Biased Data and How to Avoid It, an Interview

Some algorithms may promote racial, gender, or other inequalities by relying on narrow data sets and historical data that's imprinted with bias.

By David Ryan Polgar, Contributor

Algorithms are often viewed as neutral mathematical tools, where their automation creates the illusion they are without human bias. In reality, algorithms may promote racial, gender, or other inequalities by relying on narrow data sets and historical data that’s imprinted with bias.

Following recent cases of algorithmic bias, such as the time one company unintentionally developed a program that gave male resumes priority over those that included the word “women,” society is calling for greater fairness and transparency when it comes to deploying automation processes.

One person keen to help companies identify these potential danger zones is Dr. Hannah Fry, an associate professor in the Mathematics of Cities at the Centre for Advanced Spatial Analysis at University College London. Author of the recent book, “Hello World: Being Human in the Age of Algorithms,” (which was shortlisted for the 2018 Royal Society Investment Science Book Prize and the 2018 Ballie Gifford Prize for non-fiction), Fry has spent her career studying behavioral patterns as they relate to humans and technology.

In this interview, Fry shared three main ways bias can creep into the algorithmic process, the danger of giving up on flawed algorithms, and the questions business leaders should be asking about automation.

What is your definition of algorithmic bias?

Dr.
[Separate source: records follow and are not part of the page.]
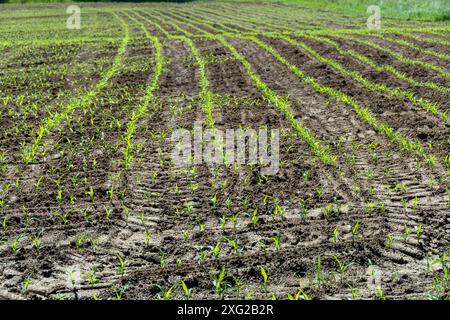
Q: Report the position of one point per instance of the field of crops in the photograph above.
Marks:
(92, 206)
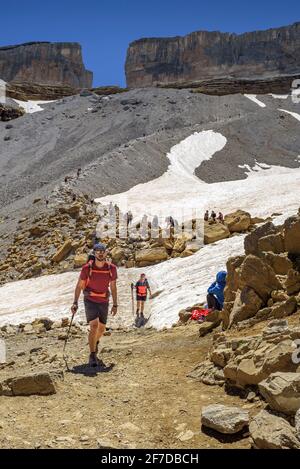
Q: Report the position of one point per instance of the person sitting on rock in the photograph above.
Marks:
(215, 293)
(221, 218)
(142, 286)
(213, 216)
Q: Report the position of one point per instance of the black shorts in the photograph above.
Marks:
(141, 298)
(96, 310)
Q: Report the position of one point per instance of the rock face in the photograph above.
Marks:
(268, 431)
(228, 420)
(282, 392)
(204, 55)
(45, 63)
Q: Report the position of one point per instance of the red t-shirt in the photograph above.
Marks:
(97, 289)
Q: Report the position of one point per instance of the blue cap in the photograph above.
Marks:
(99, 247)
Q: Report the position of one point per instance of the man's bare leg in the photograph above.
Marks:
(93, 334)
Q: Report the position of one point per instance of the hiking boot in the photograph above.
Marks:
(93, 361)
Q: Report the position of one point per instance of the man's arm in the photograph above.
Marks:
(114, 293)
(79, 287)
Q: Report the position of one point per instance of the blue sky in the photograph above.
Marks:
(105, 28)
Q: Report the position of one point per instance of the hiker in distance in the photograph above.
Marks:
(95, 279)
(142, 286)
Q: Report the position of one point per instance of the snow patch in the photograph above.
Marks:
(253, 98)
(279, 96)
(294, 114)
(32, 106)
Hannah Fry: Bias is when you can segment the output of your algorithm and find a difference between the groups you’ve segmented. For example, it might be if you are able to segment by race or gender, or it could be geographical or age-related. In an ideal world, any way that you cut up your data, you want your algorithm to be treating every group identically.

How can we identify this type of bias?

HF: I think there are three main ways that bias creeps into your system. The first is when it’s by deliberate design—someone is intentionally trying to bias things towards or against a particular group. To be honest, that’s pretty rare.

The second way it happens is when it’s the unintended consequence of a lack of diversity in the design process. It’s accidental omission, where you just haven’t thought about all the different potential groups that might be using your product and the way the algorithm is going to treat them. One of the most visually arresting examples of this is a soap dispenser that failed to recognize darker skin types. That’s an embarrassing example for the company that produced it.

The final instance is in some ways the most difficult to work around. It is the bias that creeps into our system because of history. Since the data we are using is a record of how the world is right now, sometimes if you take that historical data and project it forward, you can end up perpetuating biases that already exist. A great example of this is what has happened with the bail algorithms in the justice system.

Do you think companies are still viewing algorithms as neutral or objective?

HF: Companies are thinking about this stuff more carefully, but [bias] should be front-and-center at every possible stage. You should be thinking about what you might be accidentally encoding into the system. That’s really important.

At the same time, we have to be careful to lower our expectations around what algorithms are and how perfect they are going to be. Humans have this slightly strange relationship with technology in the sense that on one hand, we have this habit of wholeheartedly trusting it—like people blindly following their GPS straight into water—and on the other hand, as soon as an algorithm is shown to be flawed, people throw it away. We have to be really careful not to throw the baby out with the bathwater and just get rid of it completely when the initial result is less than desirable.

Who is responsible for algorithmic bias?

HF: This should be everyone’s problem. Any time you have a company that is building or designing an algorithm, [everyone involved] should be aware of the ethical concerns around it, its potential pitfalls, and any unintended consequences.

Do you foresee companies incorporating greater ethical thinking around how they work with algorithms?

HF: It’s definitely a trend we’re seeing. We’re at this stage right now where algorithms are so pervasive and powerful that progression and ethics have to go hand-in-hand. That is quite difficult when you are employing mathematicians, physicists, and computer science majors for whom ethics do not form a keystone of their studies. But is very important.

How should companies treat third-party algorithms or AI-based programs that aid hiring and other business functions?

HF: People aren’t asking the right questions, and they aren’t asking enough questions. If someone comes in and says, “This algorithm can do this thing,” ask them, “How do you know? How do you know the algorithm can do this thing? How can you prove that it can do that thing? How can you be absolutely sure that it will be able to do what you say it will be able to do?”

When someone is coming in to tell you how brilliant an algorithm will be, it is very easy to get swept up in the positives. But it is really important to think about the negative as well. Brainstorm all of the possible worst-case scenarios and make sure that you’re really mitigating against them.

There are lots of different ways that the algorithm could be successful. But [leaders] need to sit down and think very carefully about what success looks like, what they actually want.